Allá hasta las flores son altas. Las rosas y las camelias crecen en arbustos que parecen árboles. Aquí las astromelias con suerte crecen hasta los tobillos, en macetas, y para comprobarlo habrá que ser invitado a los patios o brincar muy alto. En mi casa se cuida más la vaina de solano que la vajilla. Allá las gladiolas crecen en las calles, sin mallas de alambre o rejas que las separen de las narices de los que instintivamente acercan sus caras a ellas. Aquí me enseñaron que las flores son para olerse.
Pero allá las flores son para admirarse. Las compran en montones en los mercados: tulipanes, muérdago y narcisos y mantienen sus ventanas imposiblemente transparentes para mostrarlas. Allá las bases de las ventanas acomodan más de un florero y acá son lo suficientemente chicas para que no quepa ni un pie.
Cuando plantaron las rosas en el Parque de la Amistad México-Azerbaiyán, los oficinistas cortaban las flores y las oficinistas cargaban una bolsita de plástico para llevárselas desde la raíz; las corredoras llevaban palas. Allá las enredaderas crecen sin esos miedos. En el canal que pasa por Witte Singel, hay flores que pasan tanto tiempo sin ser tocadas que aunque no sé nombrarlas, las llamo “fachadas” porque las reemplazan.
En el patio al frente de mi casa hay azaleas, aretillo y huele de noche, pero en el patio de atrás están los alcatraces, las azucenas y los agapantos. Tocando los pistilos supe que el polen me hace estornudar y arrancando pétalos de cempasúchil descubrí que me saca ronchas. Allá no supe a qué olían unas flores que parecían amapolas blancas. Allá las respetan demasiado como para hacer esas locuras, pero aquí la locura es que allá hay “patios de atrás” al frente y públicos. “Hofjes”, les llaman.

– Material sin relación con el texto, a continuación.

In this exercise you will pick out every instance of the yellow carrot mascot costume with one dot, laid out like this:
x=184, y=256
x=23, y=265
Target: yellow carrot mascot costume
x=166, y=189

Pero en los hofjes se espera que la misma distancia que hay entre persona y persona, sea la misma que haya entre persona y flor. Tal vez por eso allá no se abrazan tanto (o tan apretado). Aquí la que está afuera es la jacaranda porque es lo suficientemente alta para que nadie arranque sus flores y lo suficientemente democrática como para tapizar las banquetas.
Entre “aquís” y “allás” tan decretados, le pregunto al amigo más alto que tengo sobre la relación de los holandeses con sus flores, y me contesta con una “erre” suave:
–A los turistas les encantan.
En Holanda se abrazan fuerte en las estaciones de tren y en México siguen plantando flores en los camellones de Reforma.